12.

That was nearly the end of our trip. We came down out of the mountains and finally found a tiny restaurant to eat in like we had been looking for our whole trip. It was called Turner’s Corner Café, and it was tucked into a tight little valley looking over a mountain stream. We ate and were satisfied and finally rolled out of the hills of Northern Georgia as it was getting dark.
We still didn’t take the interstate though. We drove toward Adrian on old roads that I think even the towns along had forgotten about, and it was probably the most surreal experience in the entire trip. We had the t-tops down, and we stopped for a few minutes to try and take pictures of a full moon rising low under power lines. It was gorgeous, but in the pictures it’s only an orange ball in a dark sky. Then we were off, and Jon drove and I tipped my head back and watched the power lines follow us along the highway. They were batting stars back and forth between them as the car’s motion made them rise and fall like plucked strings. I imagined swamps along either side of the road, unseen in the darkness.

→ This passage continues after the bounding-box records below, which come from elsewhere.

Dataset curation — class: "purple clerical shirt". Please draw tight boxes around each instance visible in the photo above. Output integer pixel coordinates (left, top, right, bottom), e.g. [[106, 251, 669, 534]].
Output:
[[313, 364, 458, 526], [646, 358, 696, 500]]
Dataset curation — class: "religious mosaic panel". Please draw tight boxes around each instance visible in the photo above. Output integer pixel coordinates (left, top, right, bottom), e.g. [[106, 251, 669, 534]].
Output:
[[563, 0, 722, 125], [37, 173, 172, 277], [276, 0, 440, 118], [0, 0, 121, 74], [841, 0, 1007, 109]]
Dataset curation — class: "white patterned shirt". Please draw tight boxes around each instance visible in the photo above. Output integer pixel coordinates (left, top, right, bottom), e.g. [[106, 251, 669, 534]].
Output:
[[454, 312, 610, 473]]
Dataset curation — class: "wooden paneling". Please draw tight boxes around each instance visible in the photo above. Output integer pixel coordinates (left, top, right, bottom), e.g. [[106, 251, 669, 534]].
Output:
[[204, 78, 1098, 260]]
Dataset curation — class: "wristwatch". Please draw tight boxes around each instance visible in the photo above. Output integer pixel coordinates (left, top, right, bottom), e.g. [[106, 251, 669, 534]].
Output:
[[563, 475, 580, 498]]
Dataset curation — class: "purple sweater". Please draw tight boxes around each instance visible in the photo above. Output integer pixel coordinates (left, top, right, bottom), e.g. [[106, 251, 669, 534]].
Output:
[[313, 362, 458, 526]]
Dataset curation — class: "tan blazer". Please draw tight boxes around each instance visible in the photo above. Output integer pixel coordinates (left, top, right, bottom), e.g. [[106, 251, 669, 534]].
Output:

We passed through the towns like a ghost, past the silent courthouses that looked like whitewashed tombs in the center of empty squares, and we held empty bottles out the top of the car until the wind caught in their throats and made them moan. Then we probably did sound like some screaming ghost train to the people in the quiet houses that we passed. We drove all the way into Adrian Camp like that, howling as we passed down the streets and through the night.